Forestry is the main economic activity in this valley; agriculture, second, especially in the lower part.

The surface of the East Ditton River is usually frozen from mid-December to mid-March, except the rapids areas; however, safe circulation on the ice is generally from late December to early March.

== Geography ==

The hydrographic slopes neighboring the "Ditton West" river are:
- north side: Ditton River;
- east side: Ditton River;
- south side: West Branch Magalloway (United States);
- west side: North Eaton River, Black Creek, rivière du Sud (North Eaton River).

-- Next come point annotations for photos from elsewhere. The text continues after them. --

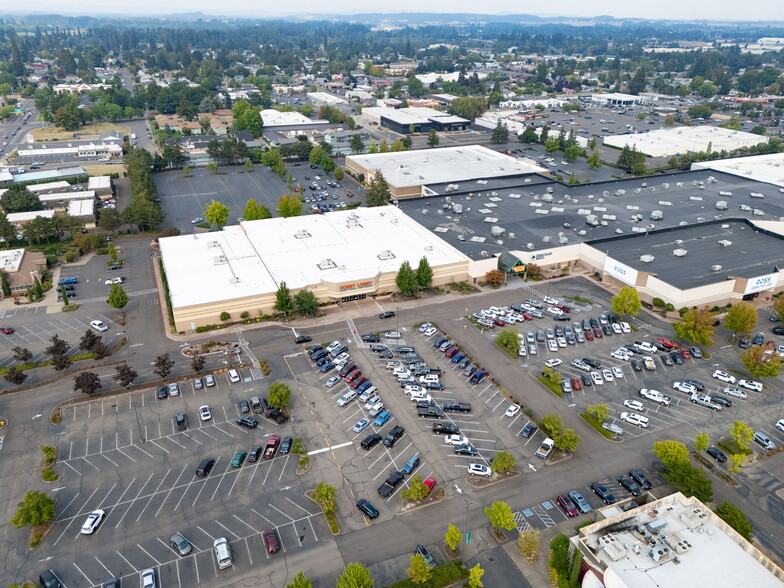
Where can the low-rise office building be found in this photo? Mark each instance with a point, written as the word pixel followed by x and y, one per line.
pixel 340 256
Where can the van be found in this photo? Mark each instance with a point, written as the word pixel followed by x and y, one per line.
pixel 347 397
pixel 342 348
pixel 222 553
pixel 763 440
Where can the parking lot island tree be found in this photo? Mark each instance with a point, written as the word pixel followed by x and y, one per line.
pixel 163 365
pixel 503 462
pixel 87 383
pixel 419 571
pixel 741 318
pixel 500 515
pixel 279 395
pixel 406 280
pixel 35 509
pixel 627 301
pixel 378 191
pixel 453 537
pixel 216 213
pixel 424 274
pixel 759 364
pixel 355 575
pixel 124 375
pixel 117 297
pixel 696 327
pixel 475 577
pixel 300 581
pixel 283 301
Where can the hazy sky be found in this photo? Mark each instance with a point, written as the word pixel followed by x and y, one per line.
pixel 758 10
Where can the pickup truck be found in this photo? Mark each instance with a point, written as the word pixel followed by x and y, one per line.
pixel 272 446
pixel 430 412
pixel 545 449
pixel 704 400
pixel 452 406
pixel 655 396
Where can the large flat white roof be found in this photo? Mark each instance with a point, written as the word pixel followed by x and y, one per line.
pixel 762 168
pixel 680 140
pixel 255 257
pixel 449 164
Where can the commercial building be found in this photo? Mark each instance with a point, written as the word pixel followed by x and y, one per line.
pixel 409 172
pixel 616 99
pixel 338 256
pixel 681 140
pixel 692 238
pixel 671 542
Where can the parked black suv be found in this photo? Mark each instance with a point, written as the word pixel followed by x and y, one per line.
pixel 393 436
pixel 368 509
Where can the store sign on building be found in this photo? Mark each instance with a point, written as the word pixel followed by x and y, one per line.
pixel 620 271
pixel 761 283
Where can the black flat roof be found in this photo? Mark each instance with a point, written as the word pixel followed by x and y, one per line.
pixel 542 213
pixel 753 252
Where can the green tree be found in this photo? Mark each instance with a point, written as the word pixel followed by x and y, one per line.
pixel 759 364
pixel 15 376
pixel 552 424
pixel 500 515
pixel 416 490
pixel 255 211
pixel 356 143
pixel 355 575
pixel 503 462
pixel 300 581
pixel 419 571
pixel 627 301
pixel 289 205
pixel 163 365
pixel 567 440
pixel 424 274
pixel 306 303
pixel 35 509
pixel 216 213
pixel 742 433
pixel 453 536
pixel 500 133
pixel 87 383
pixel 741 318
pixel 378 192
pixel 326 496
pixel 697 326
pixel 508 341
pixel 735 518
pixel 599 411
pixel 279 395
pixel 117 297
pixel 406 280
pixel 283 300
pixel 475 577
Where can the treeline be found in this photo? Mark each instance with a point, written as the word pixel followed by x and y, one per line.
pixel 144 210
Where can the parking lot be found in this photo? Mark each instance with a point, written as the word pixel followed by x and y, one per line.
pixel 125 456
pixel 615 391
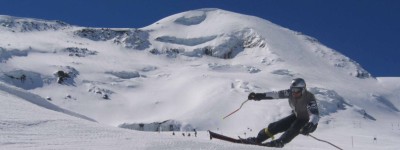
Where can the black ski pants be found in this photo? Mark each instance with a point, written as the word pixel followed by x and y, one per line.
pixel 290 125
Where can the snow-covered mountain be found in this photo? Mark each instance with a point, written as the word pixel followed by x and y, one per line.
pixel 188 71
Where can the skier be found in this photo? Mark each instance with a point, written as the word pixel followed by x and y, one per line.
pixel 303 120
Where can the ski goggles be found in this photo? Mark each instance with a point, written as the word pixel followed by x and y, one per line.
pixel 296 89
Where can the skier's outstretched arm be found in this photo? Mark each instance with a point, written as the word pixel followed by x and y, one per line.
pixel 269 95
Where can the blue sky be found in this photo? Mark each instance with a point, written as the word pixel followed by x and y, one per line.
pixel 367 31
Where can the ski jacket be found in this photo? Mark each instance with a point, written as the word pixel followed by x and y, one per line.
pixel 304 107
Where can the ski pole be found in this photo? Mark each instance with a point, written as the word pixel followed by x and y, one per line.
pixel 325 142
pixel 235 110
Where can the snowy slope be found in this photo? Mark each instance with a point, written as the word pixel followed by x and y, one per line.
pixel 193 67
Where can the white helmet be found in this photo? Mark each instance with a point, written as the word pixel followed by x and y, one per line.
pixel 298 84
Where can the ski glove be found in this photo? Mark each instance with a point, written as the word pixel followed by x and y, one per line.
pixel 308 128
pixel 256 96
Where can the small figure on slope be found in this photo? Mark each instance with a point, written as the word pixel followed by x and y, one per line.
pixel 303 120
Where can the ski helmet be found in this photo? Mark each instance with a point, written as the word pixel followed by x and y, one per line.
pixel 298 83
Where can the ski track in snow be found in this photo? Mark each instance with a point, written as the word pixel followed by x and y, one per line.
pixel 155 73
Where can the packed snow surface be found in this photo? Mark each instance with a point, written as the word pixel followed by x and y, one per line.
pixel 69 87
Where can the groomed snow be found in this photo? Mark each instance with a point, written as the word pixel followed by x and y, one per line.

The Ditton West River rises south of Quebec in the township of Emberton, southwest of the village of Chartierville, west of "Route Saint-Hyacinthe" and south from rue Verchères in Chartierville. This source is also located north of Mont Prospect (on the border between Quebec and New Hampshire) and north of the "Connecticut Lakes Natural Area" (Coos County, New Hampshire, USA).

From its source, the West Ditton River flows north on 7.0 km, with a drop of 91 m, crossing Chemin Saint-Paul (connecting the village of Chartierville to the hamlet of "Bellefeuille"); then north-east, crossing route 257.

The West Ditton River flows onto the West Bank of the Ditton River. Its confluence is located east of Route Saint-Jean-Baptiste which is identified as the route 257.

== Toponymy ==

The term "Ditton" is a family name of British origin.

The toponym "Ditton" was taken from the name of an important village and civil parish in the Tonbridge and Malling district of Kent, in England. This toponym is also used in Quebec to designate the Ditton East River and the Ditton River.

The toponym "Rivière Ditton Ouest" was formalized on December 5, 1968, at the Commission de toponymie du Québec.